Response experiments for nonlinear systems with application to reaction kinetics and genetics.

Abstract

A unified type of response experiment is suggested for complex systems made up of individual species (atoms, molecules, quasi-particles, biological organisms, etc.). We make the following assumptions: (i) some of the species may exist in two forms, labeled and unlabeled, respectively; (ii) the kinetic and transport properties of the labeled and unlabeled species are the same, respectively (neutrality assumption); (iii) the experiment preserves the total input and output fluxes; only the fractions of the labeled compounds in the input and output fluxes are varied. Under these circumstances a linear integral superposition law connects the fractions of labeled species in the input and output fluxes.
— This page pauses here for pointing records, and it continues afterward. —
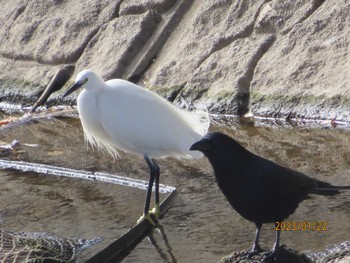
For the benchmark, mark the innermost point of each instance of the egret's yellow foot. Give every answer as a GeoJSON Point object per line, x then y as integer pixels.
{"type": "Point", "coordinates": [156, 211]}
{"type": "Point", "coordinates": [153, 214]}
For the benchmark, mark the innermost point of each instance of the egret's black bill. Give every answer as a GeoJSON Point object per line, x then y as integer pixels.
{"type": "Point", "coordinates": [72, 89]}
{"type": "Point", "coordinates": [202, 145]}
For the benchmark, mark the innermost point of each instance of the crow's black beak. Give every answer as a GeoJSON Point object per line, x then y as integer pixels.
{"type": "Point", "coordinates": [73, 88]}
{"type": "Point", "coordinates": [202, 145]}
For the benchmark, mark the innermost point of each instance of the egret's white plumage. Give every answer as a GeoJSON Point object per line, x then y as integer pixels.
{"type": "Point", "coordinates": [118, 114]}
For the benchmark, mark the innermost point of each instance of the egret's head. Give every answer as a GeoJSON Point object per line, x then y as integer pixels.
{"type": "Point", "coordinates": [85, 79]}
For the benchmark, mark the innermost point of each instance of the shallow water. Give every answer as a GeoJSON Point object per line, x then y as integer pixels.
{"type": "Point", "coordinates": [200, 225]}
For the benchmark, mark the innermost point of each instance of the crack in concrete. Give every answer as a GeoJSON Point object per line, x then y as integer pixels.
{"type": "Point", "coordinates": [316, 4]}
{"type": "Point", "coordinates": [144, 58]}
{"type": "Point", "coordinates": [245, 32]}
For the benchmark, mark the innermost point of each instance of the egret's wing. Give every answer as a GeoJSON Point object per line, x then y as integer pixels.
{"type": "Point", "coordinates": [142, 122]}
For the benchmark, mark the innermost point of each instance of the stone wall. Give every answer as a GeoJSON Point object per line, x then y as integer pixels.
{"type": "Point", "coordinates": [272, 58]}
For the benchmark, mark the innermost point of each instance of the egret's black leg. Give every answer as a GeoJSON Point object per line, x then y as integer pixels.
{"type": "Point", "coordinates": [256, 248]}
{"type": "Point", "coordinates": [154, 175]}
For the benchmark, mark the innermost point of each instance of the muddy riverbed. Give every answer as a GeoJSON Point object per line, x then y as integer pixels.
{"type": "Point", "coordinates": [200, 225]}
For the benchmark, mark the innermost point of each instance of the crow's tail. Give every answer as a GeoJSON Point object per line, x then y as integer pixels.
{"type": "Point", "coordinates": [324, 188]}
This linear superposition law is valid for homogeneous and inhomogeneous systems and for systems with intrinsic (hidden) state variables; it arises from the neutrality condition and holds even though the underlying dynamics of the process may be highly nonlinear. Because this response law does not involve the linearization of the evolution equations it has great potential for the analysis of complex physical, chemical, and biological systems. We compare our approach with the linearization techniques used in biochemistry and genetics. We consider a simple reaction network involving replication, transformation, and disappearance steps and study the influence of experimental (measurement) and linearization errors on the evaluated values of rate coefficients. We show that the method involving the linearization of the kinetic equations leads to unpredictable results; because of the interference between measurement and linearization errors, either error compensation or error amplification occurs. Although our approach does not eliminate the effects of measurement errors, it leads to more consistent results. For a broad range of input fractions no error amplification or compensation occurs, and the error range for the rate coefficients is about the same as the error range of the measurements.